D.ssa: «I don’t believe in luck![…] None of it is luck. […] Lives are in our hands. It’s a matter of live and death»

Dr.:«not everything is within our control»

La seconda accezione che To attribuisce al tempo si rintraccia principalmente nell’assetto formale e visivo di Three: To, infatti, manipola il tempo attraverso un processo di dilatazione ottenuto soprattutto con l’espediente tecnico del rallenti, di cui esemplificativa è la scena finale della sparatoria girata in piano-sequenza. Si dà, allora, la percezione di un’attesa, suggerita anche attraverso un’esaltazione della funzione spettatoriale dell’ispettore che assiste sempre agli interventi chirurgici e, perlustrandone ogni movimento, attende che il killer faccia le sue mosse.

In conclusione, prendiamo in prestito le parole di Sergio Di Lino «l’opera di Johnnie To è transeunte eppure sempre uguale a se stessa, estremamente mobile e al tempo stesso rigidamente confinata entro uno specifico perimetro, retorico, drammaturgico, tematico; vive di ossimori, ma non è contraddittoria. Ragionando per similitudini, possiamo paragonarla a una linea curva, che prende, o riprende, molteplici direzioni pur mantenendo un’inalienabile continuità nel tratto».
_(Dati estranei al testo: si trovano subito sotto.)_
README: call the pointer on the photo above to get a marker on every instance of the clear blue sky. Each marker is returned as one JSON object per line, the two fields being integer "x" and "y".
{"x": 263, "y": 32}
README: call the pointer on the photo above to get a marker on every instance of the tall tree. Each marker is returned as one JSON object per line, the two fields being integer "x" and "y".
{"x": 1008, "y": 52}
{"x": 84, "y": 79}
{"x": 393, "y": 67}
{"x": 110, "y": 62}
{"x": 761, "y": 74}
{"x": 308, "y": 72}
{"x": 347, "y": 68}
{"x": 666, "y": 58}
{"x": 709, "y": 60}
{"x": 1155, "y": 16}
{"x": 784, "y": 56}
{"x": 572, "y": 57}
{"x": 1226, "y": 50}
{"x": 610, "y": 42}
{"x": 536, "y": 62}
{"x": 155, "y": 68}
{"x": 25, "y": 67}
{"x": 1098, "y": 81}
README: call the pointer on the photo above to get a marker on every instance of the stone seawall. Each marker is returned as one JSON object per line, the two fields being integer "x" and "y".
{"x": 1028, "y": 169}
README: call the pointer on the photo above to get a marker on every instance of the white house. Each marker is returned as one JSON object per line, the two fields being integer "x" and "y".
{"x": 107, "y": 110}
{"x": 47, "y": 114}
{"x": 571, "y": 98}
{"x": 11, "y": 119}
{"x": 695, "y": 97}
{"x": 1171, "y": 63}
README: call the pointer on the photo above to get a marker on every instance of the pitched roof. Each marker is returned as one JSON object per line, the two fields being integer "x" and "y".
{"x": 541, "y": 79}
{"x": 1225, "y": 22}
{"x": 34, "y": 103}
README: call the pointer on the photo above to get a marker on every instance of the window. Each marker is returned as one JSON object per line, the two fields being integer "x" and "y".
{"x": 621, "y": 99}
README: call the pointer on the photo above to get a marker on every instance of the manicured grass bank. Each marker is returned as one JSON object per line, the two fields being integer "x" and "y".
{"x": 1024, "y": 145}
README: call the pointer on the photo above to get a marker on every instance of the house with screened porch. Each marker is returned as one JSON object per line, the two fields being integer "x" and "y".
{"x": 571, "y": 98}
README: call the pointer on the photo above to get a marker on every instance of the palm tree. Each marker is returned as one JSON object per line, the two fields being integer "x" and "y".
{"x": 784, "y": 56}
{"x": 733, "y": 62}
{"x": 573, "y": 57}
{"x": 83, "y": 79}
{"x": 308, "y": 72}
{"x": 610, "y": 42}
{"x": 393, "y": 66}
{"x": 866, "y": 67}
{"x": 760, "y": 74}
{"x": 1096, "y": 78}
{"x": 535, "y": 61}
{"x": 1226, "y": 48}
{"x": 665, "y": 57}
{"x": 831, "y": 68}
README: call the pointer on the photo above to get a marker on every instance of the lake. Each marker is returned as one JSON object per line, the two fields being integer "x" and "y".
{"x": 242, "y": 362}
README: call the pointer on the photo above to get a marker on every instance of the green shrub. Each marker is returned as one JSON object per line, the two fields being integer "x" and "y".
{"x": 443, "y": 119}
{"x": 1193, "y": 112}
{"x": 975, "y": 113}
[1]: Leonardo Gandini, Il film noir americano, Lindau (Torino), pag.125

[2]: Matteo Di Giulio, Fabio Zanello, Non è tempo di eroi. Il cinema di Johnnie To (2008), Edizioni Il Foglio, p.121.

[3]: Matteo Di Giulio, Fabio Zanello, Non è tempo di eroi. Il cinema di Johnnie To (2008), Edizioni Il Foglio, p.41.

[4]: Matteo Di Giulio, Fabio Zanello, Non è tempo di eroi. Il cinema di Johnnie To (2008), Edizioni Il Foglio, p.16.